The first thing I did was head for the elevator. The fact was I didn’t know how to get out of the Rook. This was my only chance to break out of here and try to get home, and I had no idea how to do it. Instead of sitting in my room sulking and drawing for the last two days, I should have been planning my escape. I felt like a fool, but there was nothing to do about it now. With only a few hours to escape, I shouldn’t waste them on should-have-dones.
Like I had since this nightmare began, I refused to think about home and my parents. I tried not to imagine what they had been going through. Arthur swore he had talked to Mom, but for all I knew, they thought I was dead. My hand shook as I fumbled around the elevator’s door, looking for the normal buttons. I took a deep breath and banished the image of my parents from my mind. First, I had to get out of this ivory tower. Then, I would figure out a way home.

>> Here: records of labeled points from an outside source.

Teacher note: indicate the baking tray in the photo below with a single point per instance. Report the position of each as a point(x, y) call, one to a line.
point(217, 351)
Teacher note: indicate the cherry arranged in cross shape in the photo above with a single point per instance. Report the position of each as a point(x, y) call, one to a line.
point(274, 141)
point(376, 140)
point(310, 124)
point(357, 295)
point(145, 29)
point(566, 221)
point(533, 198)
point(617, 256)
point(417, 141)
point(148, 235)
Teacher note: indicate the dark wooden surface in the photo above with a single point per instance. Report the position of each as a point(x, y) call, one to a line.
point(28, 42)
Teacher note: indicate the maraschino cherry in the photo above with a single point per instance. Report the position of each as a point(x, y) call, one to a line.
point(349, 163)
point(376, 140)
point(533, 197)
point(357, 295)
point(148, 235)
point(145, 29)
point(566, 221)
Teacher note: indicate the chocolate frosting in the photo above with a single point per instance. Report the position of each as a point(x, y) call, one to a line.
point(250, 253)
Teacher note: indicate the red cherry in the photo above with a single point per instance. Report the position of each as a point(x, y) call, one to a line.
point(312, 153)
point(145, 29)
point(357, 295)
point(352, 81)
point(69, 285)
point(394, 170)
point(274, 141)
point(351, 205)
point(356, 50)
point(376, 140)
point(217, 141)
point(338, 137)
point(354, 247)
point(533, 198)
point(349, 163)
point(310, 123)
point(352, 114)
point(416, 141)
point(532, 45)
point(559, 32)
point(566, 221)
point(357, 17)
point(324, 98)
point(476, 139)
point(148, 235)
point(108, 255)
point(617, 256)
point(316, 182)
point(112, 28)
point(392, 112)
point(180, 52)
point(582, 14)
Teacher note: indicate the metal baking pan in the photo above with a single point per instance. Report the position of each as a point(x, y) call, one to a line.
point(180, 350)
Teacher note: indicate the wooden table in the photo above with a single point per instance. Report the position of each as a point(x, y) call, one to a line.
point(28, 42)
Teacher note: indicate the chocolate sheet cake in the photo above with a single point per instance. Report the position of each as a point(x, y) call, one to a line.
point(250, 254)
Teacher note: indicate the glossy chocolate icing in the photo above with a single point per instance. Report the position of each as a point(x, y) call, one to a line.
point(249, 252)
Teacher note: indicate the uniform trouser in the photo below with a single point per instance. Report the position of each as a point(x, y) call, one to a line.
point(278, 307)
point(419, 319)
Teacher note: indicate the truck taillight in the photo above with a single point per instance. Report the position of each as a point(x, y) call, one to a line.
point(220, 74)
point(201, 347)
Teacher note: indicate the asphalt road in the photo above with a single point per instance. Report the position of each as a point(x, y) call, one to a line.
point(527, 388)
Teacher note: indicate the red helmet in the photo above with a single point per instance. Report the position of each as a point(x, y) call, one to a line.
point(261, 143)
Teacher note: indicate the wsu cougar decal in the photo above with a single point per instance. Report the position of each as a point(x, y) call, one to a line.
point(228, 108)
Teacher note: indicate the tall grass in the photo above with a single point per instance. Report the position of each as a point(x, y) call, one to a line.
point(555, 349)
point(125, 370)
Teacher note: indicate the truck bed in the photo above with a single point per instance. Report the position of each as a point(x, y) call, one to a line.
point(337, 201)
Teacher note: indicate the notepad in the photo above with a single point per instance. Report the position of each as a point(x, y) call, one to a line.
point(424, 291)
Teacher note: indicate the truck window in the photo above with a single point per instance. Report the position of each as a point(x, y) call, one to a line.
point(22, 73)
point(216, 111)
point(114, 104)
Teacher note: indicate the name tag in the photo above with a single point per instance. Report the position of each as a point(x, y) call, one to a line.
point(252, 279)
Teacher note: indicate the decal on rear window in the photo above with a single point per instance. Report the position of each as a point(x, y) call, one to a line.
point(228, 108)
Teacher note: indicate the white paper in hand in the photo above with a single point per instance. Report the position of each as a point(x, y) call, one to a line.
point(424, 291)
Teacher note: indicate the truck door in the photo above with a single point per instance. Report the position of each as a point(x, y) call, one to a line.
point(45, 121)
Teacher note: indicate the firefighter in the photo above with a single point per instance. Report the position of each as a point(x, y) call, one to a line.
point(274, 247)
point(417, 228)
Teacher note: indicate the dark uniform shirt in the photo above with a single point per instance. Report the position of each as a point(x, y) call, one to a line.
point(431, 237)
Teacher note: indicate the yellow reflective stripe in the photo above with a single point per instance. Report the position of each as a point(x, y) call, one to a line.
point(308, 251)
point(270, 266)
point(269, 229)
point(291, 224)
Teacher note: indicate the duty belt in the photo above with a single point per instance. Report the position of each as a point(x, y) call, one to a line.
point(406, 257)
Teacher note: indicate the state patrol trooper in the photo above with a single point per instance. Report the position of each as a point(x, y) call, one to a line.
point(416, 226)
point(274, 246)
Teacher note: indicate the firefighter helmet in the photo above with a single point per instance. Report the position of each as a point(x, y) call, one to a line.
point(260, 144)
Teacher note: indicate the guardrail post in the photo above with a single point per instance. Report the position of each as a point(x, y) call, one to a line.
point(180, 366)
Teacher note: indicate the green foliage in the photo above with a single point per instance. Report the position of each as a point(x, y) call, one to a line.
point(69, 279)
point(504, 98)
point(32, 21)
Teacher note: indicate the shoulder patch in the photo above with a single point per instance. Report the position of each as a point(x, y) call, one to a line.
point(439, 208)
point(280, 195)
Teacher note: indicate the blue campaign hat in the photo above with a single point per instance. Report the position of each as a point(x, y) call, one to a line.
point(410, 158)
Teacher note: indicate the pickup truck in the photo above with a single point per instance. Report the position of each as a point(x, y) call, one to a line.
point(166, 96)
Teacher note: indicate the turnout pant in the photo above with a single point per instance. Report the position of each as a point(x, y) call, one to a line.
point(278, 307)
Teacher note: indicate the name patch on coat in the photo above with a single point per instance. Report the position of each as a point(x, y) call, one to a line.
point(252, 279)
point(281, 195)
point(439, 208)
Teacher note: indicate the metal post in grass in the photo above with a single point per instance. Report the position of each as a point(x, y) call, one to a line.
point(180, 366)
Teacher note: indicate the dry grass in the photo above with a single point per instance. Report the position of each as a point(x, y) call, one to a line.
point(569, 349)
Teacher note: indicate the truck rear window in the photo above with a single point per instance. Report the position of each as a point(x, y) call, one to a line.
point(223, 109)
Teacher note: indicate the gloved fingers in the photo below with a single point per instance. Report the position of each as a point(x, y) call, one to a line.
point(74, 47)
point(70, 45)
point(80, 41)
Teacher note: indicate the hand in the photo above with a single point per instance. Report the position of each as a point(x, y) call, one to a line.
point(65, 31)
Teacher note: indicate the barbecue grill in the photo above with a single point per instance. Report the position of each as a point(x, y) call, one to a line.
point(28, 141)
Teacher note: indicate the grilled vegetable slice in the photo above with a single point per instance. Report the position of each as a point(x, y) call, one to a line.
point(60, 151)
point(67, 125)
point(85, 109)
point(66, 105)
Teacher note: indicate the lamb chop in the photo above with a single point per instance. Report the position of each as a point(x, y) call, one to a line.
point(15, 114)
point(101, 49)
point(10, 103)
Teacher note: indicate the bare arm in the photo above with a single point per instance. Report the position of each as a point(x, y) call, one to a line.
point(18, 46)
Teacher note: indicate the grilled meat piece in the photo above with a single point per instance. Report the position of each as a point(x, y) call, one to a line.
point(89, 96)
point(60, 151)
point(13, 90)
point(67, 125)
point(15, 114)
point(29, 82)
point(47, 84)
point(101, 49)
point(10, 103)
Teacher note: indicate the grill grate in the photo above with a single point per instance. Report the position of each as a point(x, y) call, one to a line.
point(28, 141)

I couldn’t find a button for the elevator. I also couldn’t find a stairway, an escalator, even a fireman’s pole. There didn’t seem to be any way off the floor we were on.
“This is ridiculous,” I said out loud. “Ginny doesn’t fly out of here in armor, and Arthur wanders off to labs on other floors all the time. Percival, how am I supposed to get out of here if there’s a fire?”